Tool/software: TI-RTOS
Hello,
Not sure if this is an AM5728 question or TI-RTOS question, but I guess I need to start someplace....
We have a AM5728 Custom board running TI-RTOS on the DSP Cores, using PCIe to talk to an FPGA. The PCIe
is working at Gen2 and we are using MSI interrupt from the EP (Altera FPGA) to the RC (DSP). The DSP
driver code is modeled very much after the PCIe sample code provided in the PDK.
The PCIe engine in the FPGA sends an MSI interrupt when a data transfer (EP->RC) completes. This allows
the RC to know when data has arrived and can then process it. We can transfer data from two possible
streams. Data from a single stream seems to work just fine. However, when both streams are active the
DSP will stop getting the MSI interrupt (everything else remains working, just the MSI interrupt stops)
and a complete reload/restart of the DSP is required. I can see the MSI memory write coming across the
PCIe interface (we have a Lecroy Protocol Analyzer connected), so I know the MSI is still working from
the EP, it is just not getting into the DSP.
I checked all the RC MSI/Interrupt setup registers and none of them change between working and non-working cases.
I started to dig deeper into what happens when we get an MSI interrupt and found the following.
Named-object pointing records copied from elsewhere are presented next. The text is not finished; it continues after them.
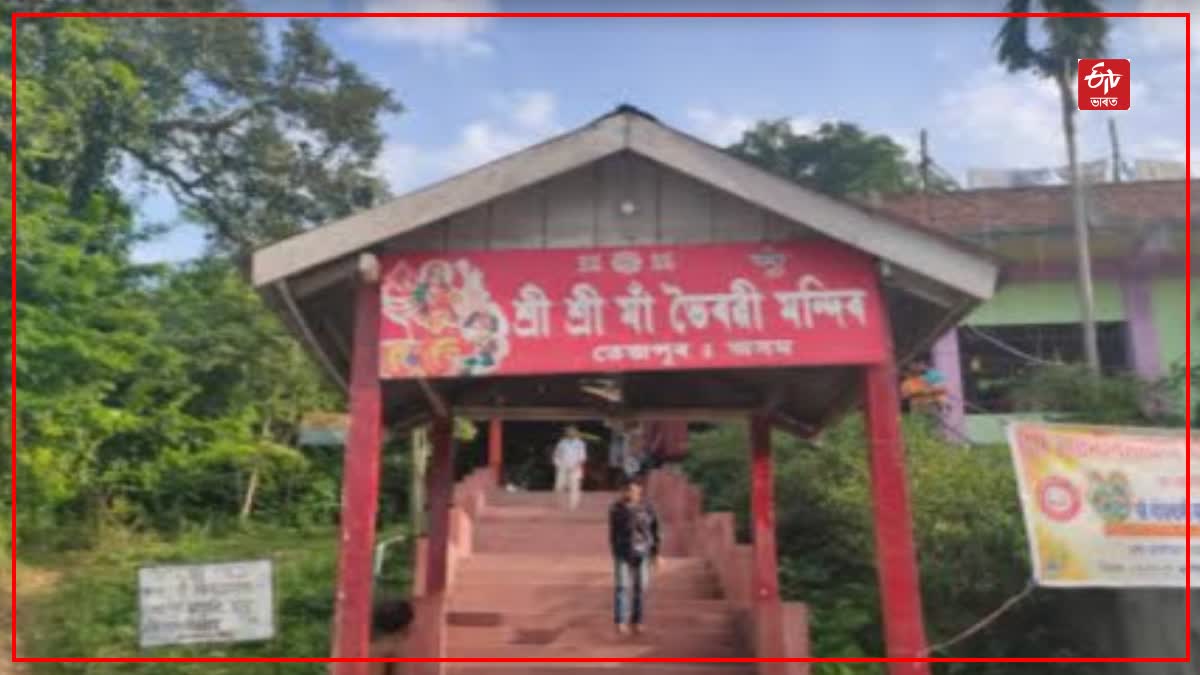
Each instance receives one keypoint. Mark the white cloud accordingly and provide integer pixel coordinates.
(450, 35)
(519, 120)
(1164, 35)
(1008, 120)
(718, 127)
(725, 129)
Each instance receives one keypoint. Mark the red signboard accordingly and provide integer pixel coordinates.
(1104, 84)
(628, 309)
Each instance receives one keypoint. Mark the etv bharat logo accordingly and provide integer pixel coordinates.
(1103, 84)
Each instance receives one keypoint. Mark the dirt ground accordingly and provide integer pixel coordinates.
(30, 580)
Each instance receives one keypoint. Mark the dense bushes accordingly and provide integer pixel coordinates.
(91, 609)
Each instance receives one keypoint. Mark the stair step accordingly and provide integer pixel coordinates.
(585, 632)
(547, 499)
(541, 513)
(583, 603)
(603, 668)
(702, 620)
(648, 646)
(526, 577)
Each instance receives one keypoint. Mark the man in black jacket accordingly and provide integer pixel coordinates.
(634, 538)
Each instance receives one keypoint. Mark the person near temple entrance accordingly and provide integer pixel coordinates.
(634, 539)
(923, 389)
(619, 448)
(635, 465)
(570, 455)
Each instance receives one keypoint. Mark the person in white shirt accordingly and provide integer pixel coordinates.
(570, 455)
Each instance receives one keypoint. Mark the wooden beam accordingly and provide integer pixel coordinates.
(324, 276)
(441, 489)
(581, 414)
(935, 256)
(496, 449)
(439, 201)
(441, 408)
(762, 502)
(360, 490)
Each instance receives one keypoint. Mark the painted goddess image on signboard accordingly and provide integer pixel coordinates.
(451, 326)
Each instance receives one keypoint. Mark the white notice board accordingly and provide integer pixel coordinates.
(187, 604)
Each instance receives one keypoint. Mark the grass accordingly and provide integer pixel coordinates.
(91, 609)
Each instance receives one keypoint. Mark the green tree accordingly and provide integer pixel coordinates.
(255, 139)
(1067, 40)
(837, 159)
(969, 530)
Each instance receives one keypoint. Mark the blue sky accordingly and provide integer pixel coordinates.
(475, 89)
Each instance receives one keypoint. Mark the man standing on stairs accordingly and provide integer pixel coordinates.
(634, 538)
(570, 455)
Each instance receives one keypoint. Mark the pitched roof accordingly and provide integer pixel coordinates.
(966, 213)
(628, 129)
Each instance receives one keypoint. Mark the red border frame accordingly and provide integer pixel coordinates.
(1186, 16)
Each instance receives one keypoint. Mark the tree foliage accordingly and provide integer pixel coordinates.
(256, 138)
(837, 159)
(160, 396)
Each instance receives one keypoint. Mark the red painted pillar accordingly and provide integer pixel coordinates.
(894, 550)
(762, 501)
(439, 494)
(360, 489)
(496, 449)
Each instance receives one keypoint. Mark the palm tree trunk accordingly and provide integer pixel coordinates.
(247, 503)
(420, 452)
(1079, 213)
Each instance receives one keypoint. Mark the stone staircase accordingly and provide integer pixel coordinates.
(528, 579)
(539, 584)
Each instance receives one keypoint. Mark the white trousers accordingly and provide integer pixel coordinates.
(569, 479)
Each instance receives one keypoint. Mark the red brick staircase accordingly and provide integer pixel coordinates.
(529, 579)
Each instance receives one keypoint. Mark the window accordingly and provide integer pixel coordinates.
(994, 357)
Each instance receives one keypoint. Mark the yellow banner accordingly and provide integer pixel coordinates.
(1107, 506)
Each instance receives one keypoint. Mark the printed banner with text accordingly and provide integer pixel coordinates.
(1105, 506)
(625, 309)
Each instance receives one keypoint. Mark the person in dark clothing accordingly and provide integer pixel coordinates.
(634, 538)
(390, 622)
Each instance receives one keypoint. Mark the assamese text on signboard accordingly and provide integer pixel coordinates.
(205, 603)
(637, 308)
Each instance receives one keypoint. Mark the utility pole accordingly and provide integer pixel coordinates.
(1079, 215)
(924, 161)
(1116, 150)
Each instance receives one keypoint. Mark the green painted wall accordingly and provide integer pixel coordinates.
(1047, 302)
(1170, 321)
(1057, 303)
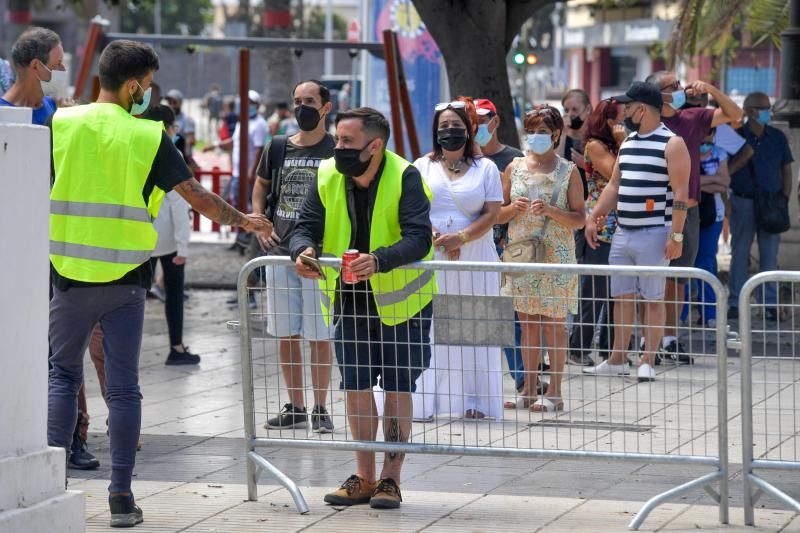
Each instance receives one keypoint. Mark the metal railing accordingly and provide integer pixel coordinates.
(770, 384)
(680, 418)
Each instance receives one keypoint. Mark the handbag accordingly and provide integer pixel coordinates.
(771, 208)
(533, 250)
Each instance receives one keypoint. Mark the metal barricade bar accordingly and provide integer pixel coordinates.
(754, 485)
(682, 422)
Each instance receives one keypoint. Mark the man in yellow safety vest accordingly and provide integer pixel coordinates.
(111, 172)
(379, 206)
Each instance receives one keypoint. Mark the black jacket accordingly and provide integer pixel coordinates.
(414, 217)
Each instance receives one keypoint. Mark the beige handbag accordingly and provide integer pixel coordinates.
(533, 250)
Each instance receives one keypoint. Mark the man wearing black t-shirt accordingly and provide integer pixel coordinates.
(294, 308)
(99, 232)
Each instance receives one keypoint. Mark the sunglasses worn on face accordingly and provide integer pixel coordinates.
(455, 105)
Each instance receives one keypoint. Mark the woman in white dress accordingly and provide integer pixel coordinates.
(467, 194)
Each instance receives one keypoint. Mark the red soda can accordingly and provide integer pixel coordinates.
(347, 274)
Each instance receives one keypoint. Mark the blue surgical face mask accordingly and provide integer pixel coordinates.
(137, 108)
(678, 99)
(483, 136)
(539, 143)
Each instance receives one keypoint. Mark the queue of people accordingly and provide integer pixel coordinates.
(638, 179)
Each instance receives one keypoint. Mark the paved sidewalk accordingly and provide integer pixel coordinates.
(190, 471)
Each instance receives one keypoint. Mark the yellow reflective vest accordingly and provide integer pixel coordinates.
(100, 226)
(399, 294)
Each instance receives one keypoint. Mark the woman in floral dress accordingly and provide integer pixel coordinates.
(543, 300)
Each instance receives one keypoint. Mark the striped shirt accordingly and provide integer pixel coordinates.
(645, 194)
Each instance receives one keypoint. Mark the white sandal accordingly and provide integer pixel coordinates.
(547, 405)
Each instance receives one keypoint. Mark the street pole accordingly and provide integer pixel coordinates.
(328, 66)
(788, 106)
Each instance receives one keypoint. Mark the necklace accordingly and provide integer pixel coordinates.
(455, 168)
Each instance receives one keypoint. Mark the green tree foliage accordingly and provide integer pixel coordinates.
(185, 17)
(713, 27)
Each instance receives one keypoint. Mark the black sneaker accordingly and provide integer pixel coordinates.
(182, 358)
(320, 420)
(79, 456)
(124, 511)
(580, 359)
(291, 417)
(674, 353)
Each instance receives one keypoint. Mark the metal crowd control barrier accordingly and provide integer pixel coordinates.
(770, 385)
(680, 418)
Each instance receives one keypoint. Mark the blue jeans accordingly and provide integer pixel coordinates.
(514, 356)
(73, 313)
(707, 260)
(743, 231)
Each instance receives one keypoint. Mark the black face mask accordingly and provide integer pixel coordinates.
(349, 163)
(307, 117)
(452, 139)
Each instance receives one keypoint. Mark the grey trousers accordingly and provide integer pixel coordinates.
(73, 314)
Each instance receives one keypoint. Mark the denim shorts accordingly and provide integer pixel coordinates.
(367, 349)
(639, 247)
(293, 305)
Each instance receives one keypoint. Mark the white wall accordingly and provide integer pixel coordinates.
(32, 495)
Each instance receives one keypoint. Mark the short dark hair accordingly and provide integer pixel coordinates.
(324, 92)
(372, 121)
(34, 43)
(122, 60)
(160, 113)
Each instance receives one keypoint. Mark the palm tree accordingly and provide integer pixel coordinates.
(711, 26)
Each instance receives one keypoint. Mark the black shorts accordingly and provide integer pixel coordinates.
(367, 348)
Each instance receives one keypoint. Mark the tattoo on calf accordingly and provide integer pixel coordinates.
(393, 434)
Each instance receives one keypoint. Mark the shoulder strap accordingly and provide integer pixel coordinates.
(559, 183)
(275, 157)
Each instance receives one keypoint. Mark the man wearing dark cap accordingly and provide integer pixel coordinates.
(649, 188)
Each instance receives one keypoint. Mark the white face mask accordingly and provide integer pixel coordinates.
(58, 85)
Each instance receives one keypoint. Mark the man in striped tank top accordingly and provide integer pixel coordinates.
(649, 188)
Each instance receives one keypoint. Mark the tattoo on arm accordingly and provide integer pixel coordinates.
(393, 434)
(209, 204)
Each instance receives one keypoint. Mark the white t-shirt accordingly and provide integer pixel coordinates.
(257, 138)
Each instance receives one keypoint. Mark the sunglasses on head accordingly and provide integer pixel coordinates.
(675, 85)
(445, 105)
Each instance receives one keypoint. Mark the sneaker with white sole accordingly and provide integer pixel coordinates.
(646, 373)
(606, 369)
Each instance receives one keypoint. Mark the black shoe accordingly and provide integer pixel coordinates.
(674, 353)
(320, 420)
(182, 358)
(291, 417)
(124, 511)
(80, 458)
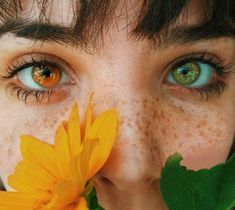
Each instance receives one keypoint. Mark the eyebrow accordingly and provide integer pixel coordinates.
(53, 33)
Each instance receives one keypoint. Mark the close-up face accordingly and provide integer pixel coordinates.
(172, 87)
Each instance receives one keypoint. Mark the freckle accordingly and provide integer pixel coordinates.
(189, 135)
(129, 124)
(146, 133)
(201, 133)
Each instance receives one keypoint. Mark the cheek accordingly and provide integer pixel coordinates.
(203, 140)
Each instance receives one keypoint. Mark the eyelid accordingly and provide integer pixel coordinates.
(28, 60)
(221, 68)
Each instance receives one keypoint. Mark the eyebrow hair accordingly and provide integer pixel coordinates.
(53, 33)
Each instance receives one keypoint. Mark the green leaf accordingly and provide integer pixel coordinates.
(92, 201)
(206, 189)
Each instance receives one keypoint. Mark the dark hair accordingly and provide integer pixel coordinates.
(93, 17)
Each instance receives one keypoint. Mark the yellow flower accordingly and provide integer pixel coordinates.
(55, 177)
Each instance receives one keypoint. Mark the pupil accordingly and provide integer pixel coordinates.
(185, 71)
(45, 72)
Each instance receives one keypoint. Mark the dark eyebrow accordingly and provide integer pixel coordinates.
(193, 34)
(48, 32)
(180, 35)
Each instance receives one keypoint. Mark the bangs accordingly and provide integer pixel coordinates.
(92, 18)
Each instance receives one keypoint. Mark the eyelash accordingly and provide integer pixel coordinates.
(214, 89)
(23, 93)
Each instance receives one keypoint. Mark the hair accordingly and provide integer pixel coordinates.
(91, 18)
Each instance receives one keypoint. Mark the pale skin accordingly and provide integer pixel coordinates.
(156, 119)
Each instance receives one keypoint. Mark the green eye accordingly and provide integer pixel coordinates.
(191, 74)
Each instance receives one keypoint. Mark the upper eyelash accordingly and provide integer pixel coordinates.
(15, 68)
(223, 70)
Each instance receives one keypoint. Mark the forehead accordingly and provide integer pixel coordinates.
(88, 21)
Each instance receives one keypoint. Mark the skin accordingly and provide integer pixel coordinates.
(156, 119)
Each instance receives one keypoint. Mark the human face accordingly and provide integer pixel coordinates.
(156, 118)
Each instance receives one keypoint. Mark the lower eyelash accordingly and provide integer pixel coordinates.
(23, 94)
(214, 89)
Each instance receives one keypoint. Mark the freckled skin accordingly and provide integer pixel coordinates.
(154, 121)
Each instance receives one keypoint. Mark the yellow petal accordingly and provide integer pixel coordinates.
(74, 131)
(82, 205)
(21, 201)
(39, 153)
(37, 179)
(77, 175)
(104, 128)
(89, 146)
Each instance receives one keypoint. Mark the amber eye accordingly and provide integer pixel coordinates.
(46, 76)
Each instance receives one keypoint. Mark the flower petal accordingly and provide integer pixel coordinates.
(74, 133)
(37, 179)
(82, 205)
(21, 201)
(39, 153)
(63, 151)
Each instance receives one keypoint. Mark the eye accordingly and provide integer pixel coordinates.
(42, 77)
(191, 74)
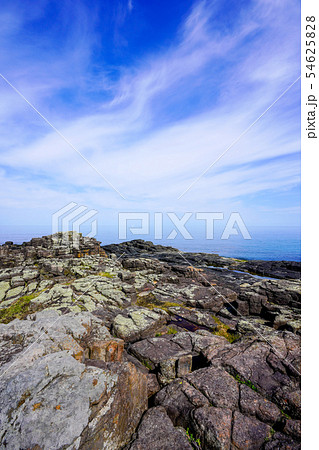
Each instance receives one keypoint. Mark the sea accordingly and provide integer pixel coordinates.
(266, 243)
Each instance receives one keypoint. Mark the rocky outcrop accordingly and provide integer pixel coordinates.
(146, 350)
(52, 400)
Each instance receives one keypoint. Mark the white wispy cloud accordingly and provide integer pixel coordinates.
(152, 160)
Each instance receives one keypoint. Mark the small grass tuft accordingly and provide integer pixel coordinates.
(171, 330)
(18, 309)
(246, 382)
(106, 274)
(223, 330)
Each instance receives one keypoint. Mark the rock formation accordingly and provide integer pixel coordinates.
(139, 346)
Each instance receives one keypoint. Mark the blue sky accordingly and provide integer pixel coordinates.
(151, 93)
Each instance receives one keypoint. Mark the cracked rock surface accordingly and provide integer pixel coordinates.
(138, 346)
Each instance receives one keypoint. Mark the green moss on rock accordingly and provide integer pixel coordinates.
(19, 309)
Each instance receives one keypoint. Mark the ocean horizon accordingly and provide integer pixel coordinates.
(266, 243)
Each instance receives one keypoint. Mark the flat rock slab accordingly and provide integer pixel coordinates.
(157, 432)
(58, 402)
(137, 323)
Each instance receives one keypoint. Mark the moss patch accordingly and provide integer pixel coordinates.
(223, 330)
(246, 382)
(150, 301)
(106, 274)
(19, 309)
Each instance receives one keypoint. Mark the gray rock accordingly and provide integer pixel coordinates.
(249, 433)
(138, 323)
(213, 426)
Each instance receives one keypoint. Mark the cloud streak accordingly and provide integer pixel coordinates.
(164, 119)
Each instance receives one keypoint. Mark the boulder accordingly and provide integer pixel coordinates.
(213, 426)
(249, 433)
(137, 323)
(58, 402)
(157, 432)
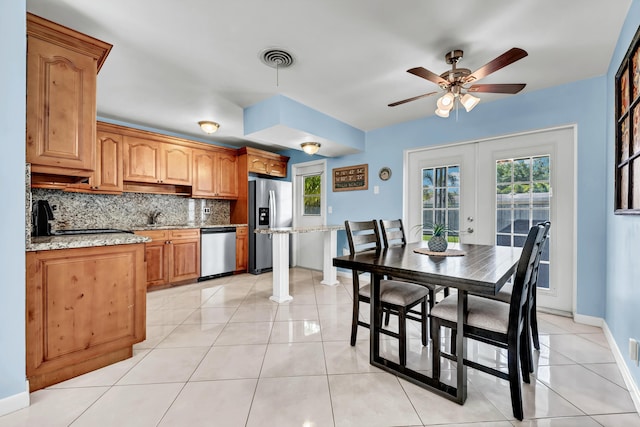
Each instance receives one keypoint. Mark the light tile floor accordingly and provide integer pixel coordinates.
(220, 353)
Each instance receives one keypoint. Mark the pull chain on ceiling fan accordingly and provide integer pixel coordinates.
(457, 82)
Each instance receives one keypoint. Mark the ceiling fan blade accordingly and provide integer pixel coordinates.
(507, 58)
(431, 76)
(404, 101)
(498, 88)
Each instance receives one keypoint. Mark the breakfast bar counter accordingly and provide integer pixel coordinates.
(281, 256)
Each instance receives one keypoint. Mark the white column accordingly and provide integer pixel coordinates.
(280, 268)
(329, 272)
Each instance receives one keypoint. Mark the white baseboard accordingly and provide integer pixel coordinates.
(624, 369)
(589, 320)
(15, 402)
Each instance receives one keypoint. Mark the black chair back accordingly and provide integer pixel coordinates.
(362, 236)
(392, 233)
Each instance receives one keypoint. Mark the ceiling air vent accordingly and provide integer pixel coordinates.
(276, 58)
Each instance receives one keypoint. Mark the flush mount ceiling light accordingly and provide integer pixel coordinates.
(310, 148)
(208, 127)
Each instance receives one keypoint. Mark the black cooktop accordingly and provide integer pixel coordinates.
(89, 231)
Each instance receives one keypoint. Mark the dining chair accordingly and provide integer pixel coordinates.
(393, 235)
(504, 295)
(397, 297)
(495, 323)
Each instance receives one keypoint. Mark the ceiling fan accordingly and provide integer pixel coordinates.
(458, 82)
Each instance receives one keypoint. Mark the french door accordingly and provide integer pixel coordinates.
(493, 191)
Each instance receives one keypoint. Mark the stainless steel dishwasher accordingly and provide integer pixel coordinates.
(217, 251)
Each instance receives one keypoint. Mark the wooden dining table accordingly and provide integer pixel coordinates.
(481, 270)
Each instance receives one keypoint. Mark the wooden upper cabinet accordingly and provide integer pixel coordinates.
(151, 161)
(175, 164)
(108, 174)
(265, 163)
(62, 67)
(215, 174)
(141, 160)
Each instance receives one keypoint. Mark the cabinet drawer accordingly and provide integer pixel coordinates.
(154, 234)
(187, 233)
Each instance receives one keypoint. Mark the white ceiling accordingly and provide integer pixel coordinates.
(174, 63)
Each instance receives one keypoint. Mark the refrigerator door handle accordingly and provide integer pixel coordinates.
(272, 208)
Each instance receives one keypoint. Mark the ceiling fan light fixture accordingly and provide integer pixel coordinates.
(208, 126)
(310, 148)
(445, 102)
(469, 101)
(442, 113)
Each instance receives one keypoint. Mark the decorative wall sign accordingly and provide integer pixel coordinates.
(627, 155)
(351, 178)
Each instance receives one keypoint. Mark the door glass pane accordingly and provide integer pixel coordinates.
(441, 200)
(523, 199)
(312, 195)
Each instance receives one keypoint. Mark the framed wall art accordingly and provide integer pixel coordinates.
(351, 178)
(627, 155)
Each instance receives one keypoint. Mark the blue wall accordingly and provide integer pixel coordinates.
(582, 103)
(12, 186)
(623, 232)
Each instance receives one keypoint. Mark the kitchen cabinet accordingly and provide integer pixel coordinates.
(265, 163)
(108, 175)
(215, 174)
(85, 308)
(62, 67)
(173, 256)
(152, 161)
(242, 248)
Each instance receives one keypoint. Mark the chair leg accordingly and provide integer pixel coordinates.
(402, 329)
(435, 342)
(526, 358)
(354, 320)
(424, 322)
(514, 384)
(534, 322)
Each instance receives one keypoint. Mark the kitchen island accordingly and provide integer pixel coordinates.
(280, 238)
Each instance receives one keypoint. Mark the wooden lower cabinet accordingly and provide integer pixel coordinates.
(85, 308)
(173, 256)
(242, 249)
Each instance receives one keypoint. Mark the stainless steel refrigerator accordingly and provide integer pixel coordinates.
(270, 206)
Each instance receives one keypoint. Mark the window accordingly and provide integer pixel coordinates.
(312, 194)
(441, 200)
(523, 198)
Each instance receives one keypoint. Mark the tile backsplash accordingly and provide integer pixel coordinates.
(129, 210)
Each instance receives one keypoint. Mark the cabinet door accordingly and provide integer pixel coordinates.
(61, 107)
(175, 164)
(185, 260)
(203, 174)
(242, 246)
(277, 168)
(141, 160)
(227, 176)
(108, 173)
(82, 304)
(157, 257)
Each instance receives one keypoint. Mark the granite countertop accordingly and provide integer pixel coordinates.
(47, 243)
(146, 227)
(290, 230)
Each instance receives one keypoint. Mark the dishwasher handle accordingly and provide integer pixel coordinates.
(215, 230)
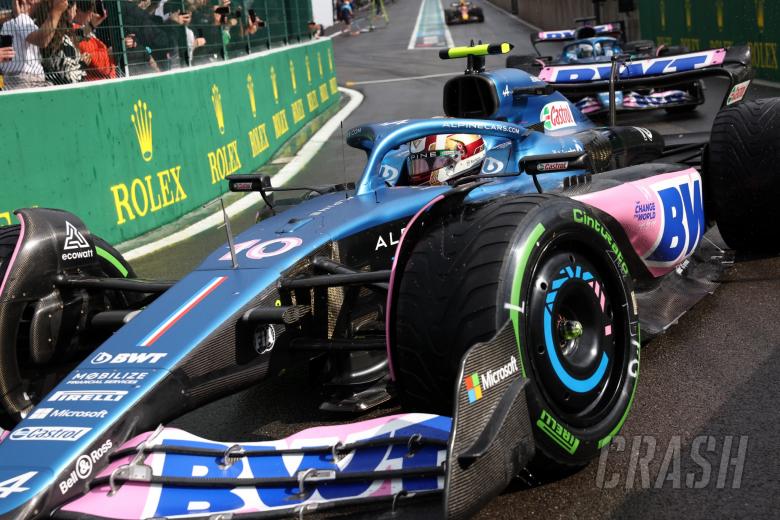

PCIECTRL_TI_CONF_IRQSTATUS_MSI - this register is set when you get an INTx or MSI interrupt.
PCIECTRL_PL_MSI_CTRL_INT_STATUS_N - this register is set to indicate the MSI interrupt number.
These are used by the example code to read and clear the interrupts with the functions, Pcie_getPendingFuncInts()
and Pcie_clrPendingFuncInts().
I've also found forum posts that reference the PCIECTRL_TI_CONF_IRQ_EOI register. It is supposedly
required to be written to to enable further MSI interrupts, but it does not appear to be used by the
sample code and does not appear to be required since MSI interrupts are working in general.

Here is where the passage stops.